I started using Google Pay when I got a smartwatch a couple of weeks ago and I’ll never go back. Wave the watch and sign, and I’m done. I don’t have to fish out and scan a credit card, and the merchant never sees my credit card number. Has worked correctly every time.

Their motivation for it is 100% cover their own ass because you are not liable for fraudulent charges. If it saves you any trouble it’s purely a coincidence.

I am reading this as cynical tongue-in-cheek. I manage web projects, including one we did for the federal government for 40M users, and my UX guys say the whole idea is to make a system with a flow that is based on how people think, behave, and interact with non-human systems.

Yes and yes.

seems like some stores handle this way better than others. our local grocery store has a great, reasonably fast system that rarely causes problems. wal-mart had a pretty decent system that they recently changed for whatever reason and it is much, much slower. so much slower that you’re not sure if something has actually scanned so you try to scan it again but, whoops, it actually did scan the first time so now you have to wait for someone to come over and void an item (but there are 4 other people using self-checkouts that have the same problem so the wait might be a little long!)

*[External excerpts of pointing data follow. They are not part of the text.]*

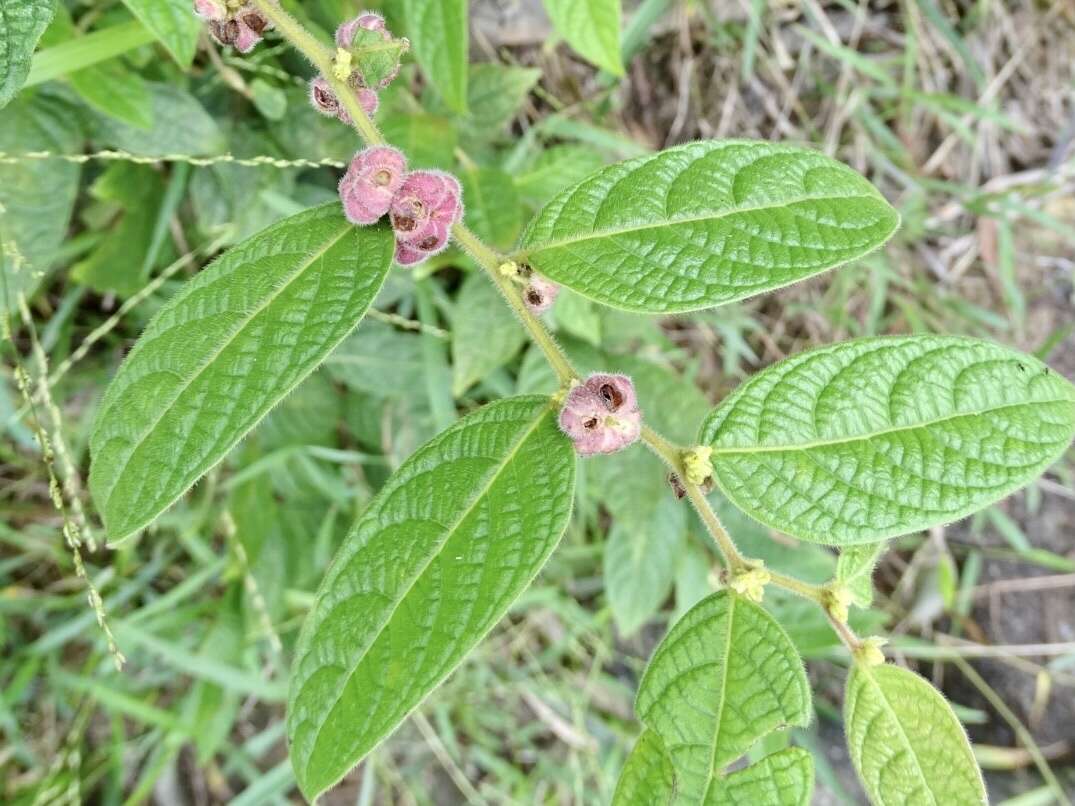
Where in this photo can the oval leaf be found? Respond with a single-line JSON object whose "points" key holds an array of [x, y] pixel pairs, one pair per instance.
{"points": [[705, 224], [647, 776], [441, 39], [878, 437], [449, 542], [23, 24], [725, 676], [223, 351], [172, 23], [785, 778], [906, 743], [591, 27]]}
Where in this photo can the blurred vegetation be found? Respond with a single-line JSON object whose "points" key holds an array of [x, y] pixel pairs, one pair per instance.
{"points": [[128, 162]]}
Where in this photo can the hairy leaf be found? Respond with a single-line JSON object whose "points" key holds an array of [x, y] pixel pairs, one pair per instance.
{"points": [[855, 570], [647, 534], [172, 23], [115, 90], [223, 351], [785, 778], [36, 196], [725, 676], [454, 536], [181, 125], [119, 263], [705, 224], [906, 743], [495, 94], [485, 333], [591, 27], [877, 437], [428, 141], [22, 24], [441, 38], [647, 776], [492, 205]]}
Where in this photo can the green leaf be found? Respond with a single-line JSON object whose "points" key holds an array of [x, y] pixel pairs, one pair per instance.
{"points": [[115, 90], [877, 437], [495, 94], [270, 100], [705, 224], [492, 205], [906, 743], [119, 262], [454, 536], [555, 169], [647, 534], [855, 570], [37, 196], [223, 351], [81, 52], [785, 778], [725, 676], [441, 39], [647, 776], [485, 333], [22, 24], [172, 23], [428, 141], [591, 27], [180, 126]]}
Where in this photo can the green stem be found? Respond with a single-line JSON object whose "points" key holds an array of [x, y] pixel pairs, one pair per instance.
{"points": [[490, 261]]}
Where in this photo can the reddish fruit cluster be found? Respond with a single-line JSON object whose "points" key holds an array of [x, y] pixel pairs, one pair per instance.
{"points": [[601, 415], [241, 27], [321, 96], [540, 293], [325, 100], [423, 204]]}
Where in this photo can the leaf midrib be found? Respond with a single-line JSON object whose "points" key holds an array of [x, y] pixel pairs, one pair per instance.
{"points": [[711, 771], [674, 220], [483, 491], [884, 432], [313, 258], [887, 707]]}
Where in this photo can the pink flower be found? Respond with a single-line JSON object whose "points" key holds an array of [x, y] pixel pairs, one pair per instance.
{"points": [[406, 256], [423, 213], [373, 178], [540, 294], [601, 415]]}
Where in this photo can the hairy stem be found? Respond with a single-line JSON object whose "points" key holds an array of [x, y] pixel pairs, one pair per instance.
{"points": [[490, 261]]}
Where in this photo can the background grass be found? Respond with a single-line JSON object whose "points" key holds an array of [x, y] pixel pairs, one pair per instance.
{"points": [[963, 113]]}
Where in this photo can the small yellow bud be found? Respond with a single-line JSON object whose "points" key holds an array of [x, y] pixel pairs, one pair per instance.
{"points": [[869, 652], [697, 465], [836, 599], [751, 584], [341, 66]]}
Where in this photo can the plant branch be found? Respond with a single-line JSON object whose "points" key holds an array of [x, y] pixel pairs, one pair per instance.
{"points": [[491, 262]]}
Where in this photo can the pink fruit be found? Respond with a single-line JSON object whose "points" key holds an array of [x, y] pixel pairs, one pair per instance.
{"points": [[373, 178], [601, 415], [424, 211], [540, 294]]}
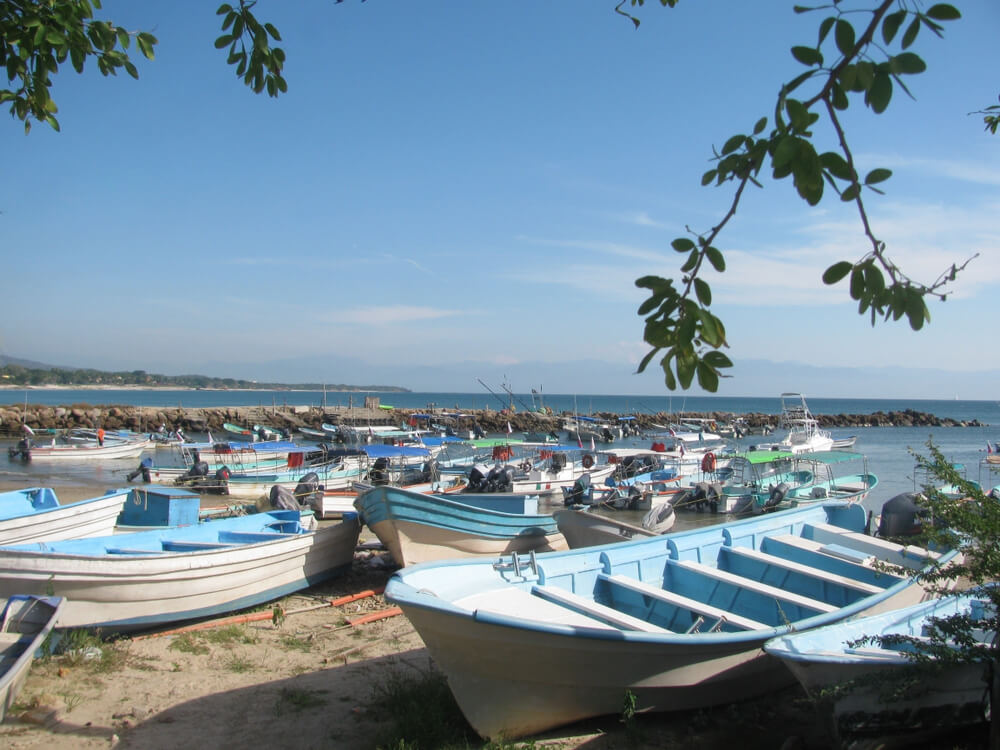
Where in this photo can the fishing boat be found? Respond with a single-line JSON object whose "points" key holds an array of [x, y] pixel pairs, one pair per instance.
{"points": [[34, 514], [866, 674], [148, 578], [802, 431], [25, 623], [677, 621], [417, 527], [830, 480], [76, 447], [586, 528]]}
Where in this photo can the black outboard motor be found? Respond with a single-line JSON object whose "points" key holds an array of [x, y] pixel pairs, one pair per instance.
{"points": [[901, 516], [22, 450], [308, 491], [777, 495], [477, 479], [581, 493], [379, 473], [144, 469], [500, 479], [281, 498], [430, 472]]}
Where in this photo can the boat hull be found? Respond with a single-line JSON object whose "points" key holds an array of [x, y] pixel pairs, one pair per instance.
{"points": [[528, 646], [87, 518], [132, 591]]}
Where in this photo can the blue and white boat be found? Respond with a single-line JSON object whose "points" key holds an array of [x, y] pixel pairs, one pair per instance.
{"points": [[148, 578], [678, 621], [25, 622], [35, 514], [418, 527], [871, 683]]}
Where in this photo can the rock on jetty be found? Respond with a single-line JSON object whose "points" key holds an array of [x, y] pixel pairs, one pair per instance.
{"points": [[149, 419]]}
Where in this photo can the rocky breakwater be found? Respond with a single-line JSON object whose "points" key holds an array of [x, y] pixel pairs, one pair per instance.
{"points": [[149, 419]]}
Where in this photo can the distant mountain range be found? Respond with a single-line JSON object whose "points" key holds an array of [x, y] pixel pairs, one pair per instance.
{"points": [[750, 377]]}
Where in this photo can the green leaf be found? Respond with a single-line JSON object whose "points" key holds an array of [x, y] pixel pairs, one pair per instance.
{"points": [[715, 258], [891, 24], [807, 55], [733, 143], [910, 35], [944, 12], [703, 291], [907, 63], [836, 272], [880, 93], [844, 37], [878, 175]]}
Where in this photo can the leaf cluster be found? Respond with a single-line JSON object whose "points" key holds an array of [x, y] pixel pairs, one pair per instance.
{"points": [[865, 63], [260, 67], [37, 37]]}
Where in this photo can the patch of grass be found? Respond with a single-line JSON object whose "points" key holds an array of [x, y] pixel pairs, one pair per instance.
{"points": [[229, 635], [239, 663], [418, 712], [188, 643], [296, 644], [292, 699]]}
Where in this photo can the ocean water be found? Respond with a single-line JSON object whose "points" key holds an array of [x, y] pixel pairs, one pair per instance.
{"points": [[888, 451]]}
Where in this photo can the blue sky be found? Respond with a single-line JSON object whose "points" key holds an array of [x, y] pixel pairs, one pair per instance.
{"points": [[456, 187]]}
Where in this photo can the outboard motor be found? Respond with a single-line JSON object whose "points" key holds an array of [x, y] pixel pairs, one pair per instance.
{"points": [[281, 498], [660, 518], [308, 491], [379, 473], [144, 466], [581, 493], [901, 516], [477, 479], [777, 495], [500, 479], [431, 472], [22, 450]]}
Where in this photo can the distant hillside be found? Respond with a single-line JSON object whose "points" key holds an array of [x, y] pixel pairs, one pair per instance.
{"points": [[24, 372]]}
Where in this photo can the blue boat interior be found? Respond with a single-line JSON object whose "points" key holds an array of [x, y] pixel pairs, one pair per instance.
{"points": [[217, 534], [753, 582]]}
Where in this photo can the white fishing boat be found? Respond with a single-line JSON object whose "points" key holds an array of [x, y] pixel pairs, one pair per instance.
{"points": [[802, 430], [34, 514], [148, 578], [677, 621], [25, 623]]}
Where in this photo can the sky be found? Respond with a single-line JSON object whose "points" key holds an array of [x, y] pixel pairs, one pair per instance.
{"points": [[454, 188]]}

Apple pay almost always works for me. It’s a bonus that I can easily do it one-handed, since the other hand is often holding a wiggling 2-year-old at the checkout. Taking a card or money out of a wallet is very difficult to do one handed.

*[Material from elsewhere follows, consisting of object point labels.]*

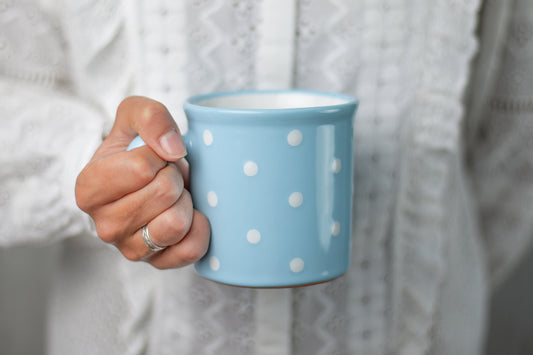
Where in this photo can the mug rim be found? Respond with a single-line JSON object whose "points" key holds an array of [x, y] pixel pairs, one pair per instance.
{"points": [[348, 102]]}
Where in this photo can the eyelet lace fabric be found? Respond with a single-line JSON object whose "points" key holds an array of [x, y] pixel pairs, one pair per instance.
{"points": [[408, 64]]}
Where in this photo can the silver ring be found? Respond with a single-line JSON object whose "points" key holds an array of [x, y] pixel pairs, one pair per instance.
{"points": [[148, 241]]}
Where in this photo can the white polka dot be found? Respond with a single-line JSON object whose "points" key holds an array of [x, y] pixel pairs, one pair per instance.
{"points": [[336, 166], [250, 168], [335, 229], [214, 263], [295, 137], [296, 265], [208, 137], [212, 198], [253, 236], [296, 199]]}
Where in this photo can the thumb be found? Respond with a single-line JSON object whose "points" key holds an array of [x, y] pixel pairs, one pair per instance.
{"points": [[150, 120]]}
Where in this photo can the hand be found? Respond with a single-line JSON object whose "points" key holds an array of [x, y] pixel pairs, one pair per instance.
{"points": [[123, 191]]}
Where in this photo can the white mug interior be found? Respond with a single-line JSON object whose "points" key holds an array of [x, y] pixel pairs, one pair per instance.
{"points": [[271, 101]]}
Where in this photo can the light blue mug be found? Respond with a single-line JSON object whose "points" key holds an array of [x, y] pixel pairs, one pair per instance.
{"points": [[272, 171]]}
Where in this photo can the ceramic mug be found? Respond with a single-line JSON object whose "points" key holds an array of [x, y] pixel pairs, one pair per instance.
{"points": [[272, 171]]}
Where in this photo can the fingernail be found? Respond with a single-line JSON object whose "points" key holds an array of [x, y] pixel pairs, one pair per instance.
{"points": [[173, 144]]}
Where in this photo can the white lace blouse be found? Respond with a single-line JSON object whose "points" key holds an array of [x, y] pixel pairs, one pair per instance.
{"points": [[443, 164]]}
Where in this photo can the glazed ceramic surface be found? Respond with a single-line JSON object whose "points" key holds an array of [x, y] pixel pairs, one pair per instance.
{"points": [[272, 171]]}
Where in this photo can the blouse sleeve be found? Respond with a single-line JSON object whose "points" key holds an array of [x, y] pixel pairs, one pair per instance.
{"points": [[47, 134], [501, 140]]}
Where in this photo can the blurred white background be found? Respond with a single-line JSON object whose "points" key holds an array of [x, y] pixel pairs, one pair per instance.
{"points": [[25, 273]]}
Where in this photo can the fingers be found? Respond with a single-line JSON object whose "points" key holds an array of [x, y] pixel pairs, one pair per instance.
{"points": [[106, 180], [152, 121], [168, 228], [122, 218], [189, 250]]}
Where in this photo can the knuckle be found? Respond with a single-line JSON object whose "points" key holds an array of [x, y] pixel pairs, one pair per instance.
{"points": [[168, 188], [107, 232], [142, 171], [132, 254], [151, 111], [179, 224]]}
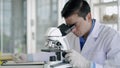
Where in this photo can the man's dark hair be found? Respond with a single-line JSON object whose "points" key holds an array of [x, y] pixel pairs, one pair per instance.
{"points": [[81, 7]]}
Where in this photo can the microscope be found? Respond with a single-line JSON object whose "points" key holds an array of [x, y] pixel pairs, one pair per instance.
{"points": [[56, 42]]}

Self checkouts work well if most of the things have a barcode and they fit in the bagging area. But they don’t have to work well for every customer. If they work well for some, that still makes the checkout process faster (or cheaper) for everyone, since fewer employees can check out more people.

Just recently I used a self-checkout at Walmart and it didn’t care about the weight sensor. Seems like a major improvement to me. Maybe the solution is to just disconnect that part.

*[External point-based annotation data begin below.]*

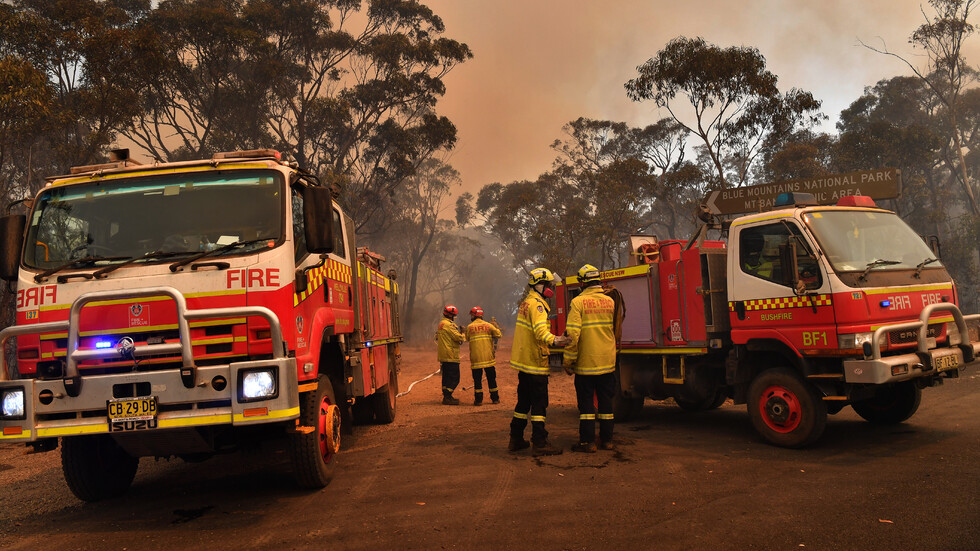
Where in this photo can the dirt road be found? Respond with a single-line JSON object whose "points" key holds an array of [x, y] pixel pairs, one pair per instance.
{"points": [[439, 478]]}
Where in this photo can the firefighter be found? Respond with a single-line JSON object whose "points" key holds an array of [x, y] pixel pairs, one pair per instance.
{"points": [[450, 336], [482, 337], [529, 356], [591, 355]]}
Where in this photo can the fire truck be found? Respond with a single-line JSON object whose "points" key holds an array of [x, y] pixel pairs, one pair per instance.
{"points": [[805, 310], [191, 308]]}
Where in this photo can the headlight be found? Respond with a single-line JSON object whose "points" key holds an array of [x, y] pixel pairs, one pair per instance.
{"points": [[13, 403], [257, 384], [953, 333], [852, 341]]}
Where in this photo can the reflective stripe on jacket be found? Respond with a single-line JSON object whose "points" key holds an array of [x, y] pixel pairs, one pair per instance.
{"points": [[449, 338], [592, 349], [481, 335], [532, 336]]}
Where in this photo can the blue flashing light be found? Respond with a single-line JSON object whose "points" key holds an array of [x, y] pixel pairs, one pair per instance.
{"points": [[791, 198]]}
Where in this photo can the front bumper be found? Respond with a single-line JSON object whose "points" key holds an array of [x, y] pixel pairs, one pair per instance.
{"points": [[925, 361], [191, 396], [178, 407]]}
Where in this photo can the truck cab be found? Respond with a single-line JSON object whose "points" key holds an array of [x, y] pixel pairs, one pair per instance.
{"points": [[805, 310], [185, 309]]}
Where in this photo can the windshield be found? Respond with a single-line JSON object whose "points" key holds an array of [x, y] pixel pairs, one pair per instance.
{"points": [[116, 220], [854, 241]]}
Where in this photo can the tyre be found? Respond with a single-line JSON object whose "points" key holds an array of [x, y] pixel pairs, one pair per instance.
{"points": [[892, 403], [786, 410], [96, 467], [384, 400], [313, 453]]}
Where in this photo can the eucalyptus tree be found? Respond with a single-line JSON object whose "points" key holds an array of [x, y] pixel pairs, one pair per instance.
{"points": [[733, 104]]}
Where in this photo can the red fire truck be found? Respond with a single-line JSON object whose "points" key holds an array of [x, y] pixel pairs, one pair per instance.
{"points": [[185, 309], [807, 309]]}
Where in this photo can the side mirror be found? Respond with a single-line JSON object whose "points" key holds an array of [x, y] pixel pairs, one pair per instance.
{"points": [[318, 219], [791, 269], [11, 244], [933, 242]]}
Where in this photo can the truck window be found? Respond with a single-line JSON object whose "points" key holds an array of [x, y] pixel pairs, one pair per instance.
{"points": [[299, 227], [759, 254], [126, 218], [338, 235]]}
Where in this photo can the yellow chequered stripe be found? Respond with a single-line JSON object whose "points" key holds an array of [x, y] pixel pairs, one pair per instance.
{"points": [[331, 269], [785, 302]]}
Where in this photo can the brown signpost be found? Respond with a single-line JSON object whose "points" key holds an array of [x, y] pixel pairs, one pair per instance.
{"points": [[885, 183]]}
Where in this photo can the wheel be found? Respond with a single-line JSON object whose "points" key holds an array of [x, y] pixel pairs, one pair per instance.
{"points": [[313, 452], [96, 467], [383, 401], [785, 410], [892, 403]]}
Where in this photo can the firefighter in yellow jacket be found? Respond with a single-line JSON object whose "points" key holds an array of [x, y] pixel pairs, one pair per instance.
{"points": [[450, 336], [482, 338], [529, 356], [591, 355]]}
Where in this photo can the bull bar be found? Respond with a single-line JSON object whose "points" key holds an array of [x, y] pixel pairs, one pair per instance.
{"points": [[926, 360], [192, 399]]}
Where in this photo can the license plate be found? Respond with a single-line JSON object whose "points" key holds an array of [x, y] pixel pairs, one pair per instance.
{"points": [[943, 363], [132, 409]]}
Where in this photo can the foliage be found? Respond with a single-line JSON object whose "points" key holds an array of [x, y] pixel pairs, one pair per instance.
{"points": [[736, 107], [609, 181]]}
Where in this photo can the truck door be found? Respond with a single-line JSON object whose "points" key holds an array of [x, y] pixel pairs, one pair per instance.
{"points": [[763, 301]]}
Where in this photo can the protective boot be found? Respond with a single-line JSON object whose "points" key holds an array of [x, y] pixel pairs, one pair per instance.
{"points": [[545, 448]]}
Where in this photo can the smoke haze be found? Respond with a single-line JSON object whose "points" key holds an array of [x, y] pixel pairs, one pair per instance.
{"points": [[540, 64]]}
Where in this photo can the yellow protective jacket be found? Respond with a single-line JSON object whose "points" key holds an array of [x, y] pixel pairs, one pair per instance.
{"points": [[590, 326], [481, 334], [449, 337], [532, 336]]}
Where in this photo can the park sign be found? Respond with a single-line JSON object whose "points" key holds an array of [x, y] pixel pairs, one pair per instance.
{"points": [[885, 183]]}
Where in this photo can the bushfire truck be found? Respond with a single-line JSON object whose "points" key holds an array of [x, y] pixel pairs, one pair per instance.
{"points": [[190, 308], [805, 310]]}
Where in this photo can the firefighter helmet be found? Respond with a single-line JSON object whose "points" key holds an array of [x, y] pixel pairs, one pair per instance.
{"points": [[540, 275], [588, 274]]}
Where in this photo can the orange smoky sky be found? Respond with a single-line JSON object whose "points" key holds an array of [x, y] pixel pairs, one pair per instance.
{"points": [[539, 64]]}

I looked at the owner’s manual for my car not long after I got it. It said, “… put the key in, turn it back and forth six times, then select the desired option with the lock switch.” I just absolutely despise the automatic door locking feature. If I want my doors locked, I have a button that will make that happen. The feature (on another car) has in fact inconvenienced me more than once.

Why don’t you just transfer them all to a pill bottle when you get the blister pack?

Nurses hate those scissors-required unit dose packages too. A thumb tab is adequate.

Because, like I said earlier, the tablet may crumble easily, and some medications are packaged in a gas other than room air to reduce their decomposition. Others are extremely moisture-sensitive.

“Cynical”, yes. “tongue-in-cheek”, not at all.

“Bad UX design” is also UX design. The fine principles your UX designers espouse are often just words.

When a UX designer says “people don’t do that” to a suggestion about an alternate workflow, you’ll know what I’m talking about.

I love self-checkouts! I don’t even mind doing produce with them. Probably because, from working in a grocery store, I have a lot of the PLU’s memorized. The only problem I have with them is that they are too slow.

I have no real problem with self-checkouts and use them most of the time because human teller lines are usually clogged. I ‘outrun’ the checkout display constantly, but usually it catches up without serious problems (like, the total is still $0.00 when I hit ‘pay’, yet it still charges me money). I’ve also figured out how to enter PLU codes (go me) so about the only time somebody has to come over is to enter an age verification. No big deal.

And I’m pretty sure the weight check thing is to make sure you don’t try to slip things into your bag without paying for them. Run ten items across the scanner, with the two most expensive ones UPC up - who would know?